Thursday, 21 June 2018

Uncle John Fills In Some Details


Uncle John Fills In Some Details

Because I was so young when we first landed in Dar-es-Salaam, I wondered if some of the memories from my childhood had become hazy with time, and maybe life with my father hadn't been quite as bad as I remembered. It was a relief to have Uncle John to talk to; with his very clear recollections about what had gone on when we were in East Africa, he could clarify details about our lives abroad.

I told Uncle John I always wondered if the way Mum had been mistreated by my father had contributed to her ill-temper now, and her inability to hold reasonable conversations; he said he thought it was perfectly possible. Mum had been physically abused by my father, put down on so many occasions, and not allowed to voice her opinions, so perhaps now that she was no longer intimidated by a violent husband, she felt she was going to say exactly what she liked - even if that something was completely wrong, no-one would challenge her. Sometimes, when Mum is in one of her moods, she will say dreadful things, hurtful things, that I remember my father used to say to her; it is a very strange and sad state, hearing these words coming out of my Mum's mouth.

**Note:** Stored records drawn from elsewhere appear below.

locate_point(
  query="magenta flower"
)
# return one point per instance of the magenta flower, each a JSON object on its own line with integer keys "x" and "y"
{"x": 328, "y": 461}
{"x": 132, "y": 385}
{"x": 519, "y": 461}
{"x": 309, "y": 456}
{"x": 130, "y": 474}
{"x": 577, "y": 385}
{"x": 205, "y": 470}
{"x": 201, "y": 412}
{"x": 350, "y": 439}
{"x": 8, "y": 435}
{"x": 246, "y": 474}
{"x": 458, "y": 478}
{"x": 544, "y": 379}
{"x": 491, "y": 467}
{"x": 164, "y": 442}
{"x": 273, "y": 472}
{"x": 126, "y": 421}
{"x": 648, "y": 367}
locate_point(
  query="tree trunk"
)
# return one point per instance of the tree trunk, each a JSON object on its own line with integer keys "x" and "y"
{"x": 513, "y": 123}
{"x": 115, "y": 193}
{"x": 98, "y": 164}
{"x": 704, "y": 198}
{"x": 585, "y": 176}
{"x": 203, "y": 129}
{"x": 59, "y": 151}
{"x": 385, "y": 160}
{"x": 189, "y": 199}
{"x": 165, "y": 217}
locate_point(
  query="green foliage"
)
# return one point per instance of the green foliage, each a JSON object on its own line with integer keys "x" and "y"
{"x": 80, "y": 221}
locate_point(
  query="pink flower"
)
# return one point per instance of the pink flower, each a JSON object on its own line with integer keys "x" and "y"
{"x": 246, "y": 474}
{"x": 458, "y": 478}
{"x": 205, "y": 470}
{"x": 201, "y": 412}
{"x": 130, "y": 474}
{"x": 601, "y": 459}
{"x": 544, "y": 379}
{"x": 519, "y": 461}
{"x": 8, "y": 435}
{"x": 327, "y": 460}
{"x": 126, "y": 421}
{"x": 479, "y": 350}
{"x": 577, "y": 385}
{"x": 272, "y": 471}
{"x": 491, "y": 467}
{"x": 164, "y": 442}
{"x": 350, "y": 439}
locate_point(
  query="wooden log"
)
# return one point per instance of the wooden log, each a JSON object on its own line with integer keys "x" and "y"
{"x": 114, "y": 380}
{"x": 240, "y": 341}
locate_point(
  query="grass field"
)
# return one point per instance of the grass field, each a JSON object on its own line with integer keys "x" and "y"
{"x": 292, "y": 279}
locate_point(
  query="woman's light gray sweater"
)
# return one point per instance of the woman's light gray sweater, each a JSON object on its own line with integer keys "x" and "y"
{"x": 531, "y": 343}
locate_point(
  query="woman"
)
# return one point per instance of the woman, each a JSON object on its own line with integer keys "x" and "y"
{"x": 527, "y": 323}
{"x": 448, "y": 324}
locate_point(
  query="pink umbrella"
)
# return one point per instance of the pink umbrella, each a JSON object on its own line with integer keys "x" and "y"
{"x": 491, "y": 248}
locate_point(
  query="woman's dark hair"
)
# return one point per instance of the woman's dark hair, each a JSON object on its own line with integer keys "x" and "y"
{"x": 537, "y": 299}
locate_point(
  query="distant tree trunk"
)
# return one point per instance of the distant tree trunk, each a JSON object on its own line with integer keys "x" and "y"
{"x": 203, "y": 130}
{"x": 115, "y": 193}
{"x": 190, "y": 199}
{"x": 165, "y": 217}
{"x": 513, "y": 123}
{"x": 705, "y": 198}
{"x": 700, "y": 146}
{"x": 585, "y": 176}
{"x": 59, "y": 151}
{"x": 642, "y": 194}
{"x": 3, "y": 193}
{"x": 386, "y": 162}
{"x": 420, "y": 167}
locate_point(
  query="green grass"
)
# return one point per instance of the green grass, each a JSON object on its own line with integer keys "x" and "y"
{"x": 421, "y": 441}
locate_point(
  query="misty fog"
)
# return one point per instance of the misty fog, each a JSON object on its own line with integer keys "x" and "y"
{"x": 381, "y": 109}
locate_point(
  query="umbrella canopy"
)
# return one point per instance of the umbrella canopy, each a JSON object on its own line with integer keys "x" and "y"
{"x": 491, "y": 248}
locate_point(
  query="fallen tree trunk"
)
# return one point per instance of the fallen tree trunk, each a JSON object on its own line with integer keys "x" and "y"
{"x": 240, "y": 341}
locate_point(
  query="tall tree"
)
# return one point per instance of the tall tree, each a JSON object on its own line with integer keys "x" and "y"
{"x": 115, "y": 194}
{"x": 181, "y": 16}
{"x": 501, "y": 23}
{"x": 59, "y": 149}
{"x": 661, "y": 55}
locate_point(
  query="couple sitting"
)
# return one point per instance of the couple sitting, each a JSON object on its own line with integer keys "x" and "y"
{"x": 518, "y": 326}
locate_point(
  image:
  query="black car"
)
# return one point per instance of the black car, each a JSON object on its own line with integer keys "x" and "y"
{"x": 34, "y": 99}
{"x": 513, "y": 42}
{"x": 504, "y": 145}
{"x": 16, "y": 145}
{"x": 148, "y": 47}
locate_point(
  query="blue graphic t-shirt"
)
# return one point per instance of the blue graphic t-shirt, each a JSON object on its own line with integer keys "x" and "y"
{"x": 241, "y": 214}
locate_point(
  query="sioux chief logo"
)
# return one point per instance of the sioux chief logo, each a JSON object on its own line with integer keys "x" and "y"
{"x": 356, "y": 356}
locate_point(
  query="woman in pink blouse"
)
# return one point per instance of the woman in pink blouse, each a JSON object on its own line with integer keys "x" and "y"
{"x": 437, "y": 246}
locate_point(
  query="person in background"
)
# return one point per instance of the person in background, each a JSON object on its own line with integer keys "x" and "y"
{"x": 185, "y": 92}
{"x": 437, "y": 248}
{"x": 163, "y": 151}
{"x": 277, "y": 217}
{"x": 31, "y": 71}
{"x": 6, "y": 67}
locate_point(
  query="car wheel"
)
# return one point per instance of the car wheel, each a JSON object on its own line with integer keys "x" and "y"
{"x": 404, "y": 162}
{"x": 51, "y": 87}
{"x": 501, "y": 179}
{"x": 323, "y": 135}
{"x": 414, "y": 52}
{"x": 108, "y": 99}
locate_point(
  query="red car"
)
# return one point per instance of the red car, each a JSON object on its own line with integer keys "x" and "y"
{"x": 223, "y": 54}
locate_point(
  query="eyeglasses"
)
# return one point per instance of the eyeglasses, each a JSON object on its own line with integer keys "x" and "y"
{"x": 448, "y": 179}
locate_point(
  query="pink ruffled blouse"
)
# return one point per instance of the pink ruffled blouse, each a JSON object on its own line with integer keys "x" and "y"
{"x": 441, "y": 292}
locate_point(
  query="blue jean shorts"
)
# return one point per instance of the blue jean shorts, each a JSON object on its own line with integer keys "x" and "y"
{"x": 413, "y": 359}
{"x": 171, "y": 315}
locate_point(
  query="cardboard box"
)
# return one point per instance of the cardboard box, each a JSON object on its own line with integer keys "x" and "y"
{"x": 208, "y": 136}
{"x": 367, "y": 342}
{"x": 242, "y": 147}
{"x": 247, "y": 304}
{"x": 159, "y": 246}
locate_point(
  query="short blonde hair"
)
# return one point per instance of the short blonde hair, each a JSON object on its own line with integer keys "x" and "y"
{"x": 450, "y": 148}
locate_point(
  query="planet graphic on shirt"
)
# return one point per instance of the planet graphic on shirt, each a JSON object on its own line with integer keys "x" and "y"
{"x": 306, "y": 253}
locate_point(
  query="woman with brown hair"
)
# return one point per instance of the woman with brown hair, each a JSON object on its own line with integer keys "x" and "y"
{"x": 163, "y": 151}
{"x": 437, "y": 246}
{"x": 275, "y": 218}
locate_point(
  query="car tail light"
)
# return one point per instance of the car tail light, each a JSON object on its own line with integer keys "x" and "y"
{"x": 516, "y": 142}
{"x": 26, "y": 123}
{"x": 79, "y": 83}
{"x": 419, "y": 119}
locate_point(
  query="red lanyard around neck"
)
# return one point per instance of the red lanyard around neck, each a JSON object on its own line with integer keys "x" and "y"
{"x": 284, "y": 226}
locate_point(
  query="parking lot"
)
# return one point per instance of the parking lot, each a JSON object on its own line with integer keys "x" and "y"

One of my earliest childhood memories is of playing in the dry, dusty garden, and wearing a big white floppy hat, to protect me from the sun. I felt very hot, and wanted to go indoors, so I climbed up the stairs by the side of the house. When I reached the kitchen, I was surprised to see my father in a heavy clinch with our neighbour, a woman called Marigold; they were so engrossed, they didn't notice me. I would have been about three.

Uncle John filled in so many details for me. He told me, we had not been in Dar very long, before my father took off with another man's wife, Muriel, for a "naughty weekend" in Zanzibar. Quite what the woman's husband thought of it, Uncle John didn't know, except that the gossip was, he wouldn't protest or do anything about it. Many more liaisons with other women followed; for Mum, who was still not 30, it must have been so humiliating. She was young and pretty and, confirmed by Uncle John, loved socialising and dancing; yet here was her husband, ready to enjoy extra-marital affairs with no thought of being discrete about it.

There was no-one to turn to, and no escape. Mum was in a foreign land, with a young child; she was there with her husband, and as such, was the "Engineer's wife."  It couldn't have been easy.